In Yehoshua 8, after destroying Ai, the verse tells us:
“Then Yehoshua built an altar to the Lord God of Israel on Mount Eival. As Moshe, the servant of the Lord, commanded the children of Israel, as it is written in the book of the law of Moshe, an altar of whole stones, upon which no (man) has lifted up any iron. And they offered upon it burnt-offerings to the Lord and sacrificed peace-offerings. And he wrote there upon the stones a copy of the law of Moshe, which he wrote in the presence of the children of Israel. And all Israel, and their elders and officers and their judges, stood on this side of the Ark and on that side, before the priests the Levites, the bearers of the Ark of the covenant of the Lord, the stranger as well as the native born, half of them over against Mount Gerizim and half of them over against Mount Eival, as Moshe the servant of the Lord had commanded, to bless the people of Israel first. And afterward he read all the words of the law, the blessing and the curse, according to all that is written in the book of the Torah. There was not a word of all that Moshe commanded, which Yehoshua did not read before all the congregation of Israel, with the women, and the little ones, and the strangers that walked among them.” (8:30-35) (Translation Chabad.org library) 
The idea that Yehoshua did not veer from the instructions of Moshe is certainly a powerful message of following a mesorah, a heritage, and maintaining a tradition. The only problem is that if we read the simple text, he was supposed to do this as the first thing he did after crossing the Jordan!

The easy answer is that it was impractical to do so, as the cities of Jericho and Ai stood in their way and they could not simply prance into the middle of the country without meeting some resistance.

However, the Tosefta in Sotah (8:6) says that is indeed what happened! They went straight from the Jordan to Mounts Gerizim and Eival, a distance of 60 “mil” and no one stood in their way!

On the other hand, there is the opinion of Rabbi Yishmael that the stones were set up right away, but the blessings and curses took place at a reunion 14 years later (Yerushalmi Sotah 7:3).

Both of these last views suggest that like the Torah, the book of Yehoshua is not necessarily recorded in chronological order of how things transpired. Perhaps the contradicting views of what actually happened serve to remind us that some instructions can only be fulfilled when the reality allows it to take place.

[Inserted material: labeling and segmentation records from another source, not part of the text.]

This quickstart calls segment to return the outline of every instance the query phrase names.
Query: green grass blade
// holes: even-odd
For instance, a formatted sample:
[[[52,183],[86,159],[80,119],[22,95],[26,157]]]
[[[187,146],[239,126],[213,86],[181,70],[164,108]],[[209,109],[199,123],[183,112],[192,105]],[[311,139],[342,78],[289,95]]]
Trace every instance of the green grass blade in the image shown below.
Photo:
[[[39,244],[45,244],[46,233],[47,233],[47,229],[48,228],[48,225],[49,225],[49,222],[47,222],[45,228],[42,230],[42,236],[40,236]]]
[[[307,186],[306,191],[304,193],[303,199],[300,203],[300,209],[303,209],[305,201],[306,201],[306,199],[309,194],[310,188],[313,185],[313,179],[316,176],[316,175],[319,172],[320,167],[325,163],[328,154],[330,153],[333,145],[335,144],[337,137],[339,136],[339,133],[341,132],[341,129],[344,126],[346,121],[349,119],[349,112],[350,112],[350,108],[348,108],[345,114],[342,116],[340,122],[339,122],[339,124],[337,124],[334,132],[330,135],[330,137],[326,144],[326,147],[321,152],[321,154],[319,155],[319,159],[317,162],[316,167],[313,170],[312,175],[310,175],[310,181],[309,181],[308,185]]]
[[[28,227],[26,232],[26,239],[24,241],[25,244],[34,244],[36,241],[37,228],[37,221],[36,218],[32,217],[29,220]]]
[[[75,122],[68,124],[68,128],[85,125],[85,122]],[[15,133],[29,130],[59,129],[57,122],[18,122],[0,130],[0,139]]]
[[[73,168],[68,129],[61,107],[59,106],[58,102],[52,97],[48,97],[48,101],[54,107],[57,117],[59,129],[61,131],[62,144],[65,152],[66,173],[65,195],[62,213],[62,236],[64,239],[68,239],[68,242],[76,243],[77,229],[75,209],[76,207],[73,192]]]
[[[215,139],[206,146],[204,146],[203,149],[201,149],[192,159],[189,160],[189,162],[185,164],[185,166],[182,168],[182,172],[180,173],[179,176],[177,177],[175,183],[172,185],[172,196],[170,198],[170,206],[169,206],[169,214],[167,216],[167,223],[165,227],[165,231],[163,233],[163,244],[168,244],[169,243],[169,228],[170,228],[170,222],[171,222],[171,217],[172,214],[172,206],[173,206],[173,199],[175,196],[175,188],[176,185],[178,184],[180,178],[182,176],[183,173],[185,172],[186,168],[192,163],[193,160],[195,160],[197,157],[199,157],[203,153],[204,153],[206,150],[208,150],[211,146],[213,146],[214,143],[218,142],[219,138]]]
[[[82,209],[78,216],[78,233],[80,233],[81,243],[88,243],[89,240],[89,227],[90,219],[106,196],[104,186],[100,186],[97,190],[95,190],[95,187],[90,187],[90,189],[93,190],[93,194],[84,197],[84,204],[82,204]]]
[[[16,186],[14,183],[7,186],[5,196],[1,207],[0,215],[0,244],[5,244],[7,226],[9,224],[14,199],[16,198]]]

The 14 years delay, for example, simply follows the reality that it took that long for the Israelites to completely conquer and settle the land. They could not move forward with blessings and curses until their mission was accomplished.

On a totally different plain, Yigal Ariel (“Oz Va’Anavah” on Yehoshua and Shoftim) notes the clear parallels that exist between the text of Yehoshua 8 and a different chapter in the Torah, Shmot 24. In both cases there is an altar built at the bottom of a mountain. Ariel compares the 12 monuments at the bottom of Sinai to the 12 stones taken out of the Jordan (in 4:8) – thereby connecting the two incidents of the stones in terms of their symbolism. He continues noting that in Shmot 24 and Yehoshua 8 the burnt offerings and peace offerings were brought. In both places, attention was paid to two halves: Moshe sprinkled half the blood on the people and half on the altar, while Yehoshua had half the people on one mountain and half on the other. Moshe read the book of the Covenant to the people, while Yehoshua wrote all of the Torah on the stones. In Moshe’s case the people cried out “We will do and we will listen,” while in Yehoshua’s case they absorbed the blessings and the curses. 

On the one hand, the fulfillment of Moshe’s instructions served as a lesson for the people in terms of how to follow rules and tradition. On the other hand, in a sense, it was a reenactment of the events at Sinai, shortly after the splitting of a waterway and the formal receiving of the Torah.

What are our lime-covered stones? How do we reconnect to that event? How do we feel the gravity of our connection to the Almighty? How do we see His mighty hand directing our lives? How do we find strength in the most special relationship we have with Him?

Selichot begin this Saturday night, and Rosh Hashana will follow 8 days later. If we are prepared, we should be blessed to know the answers to these questions.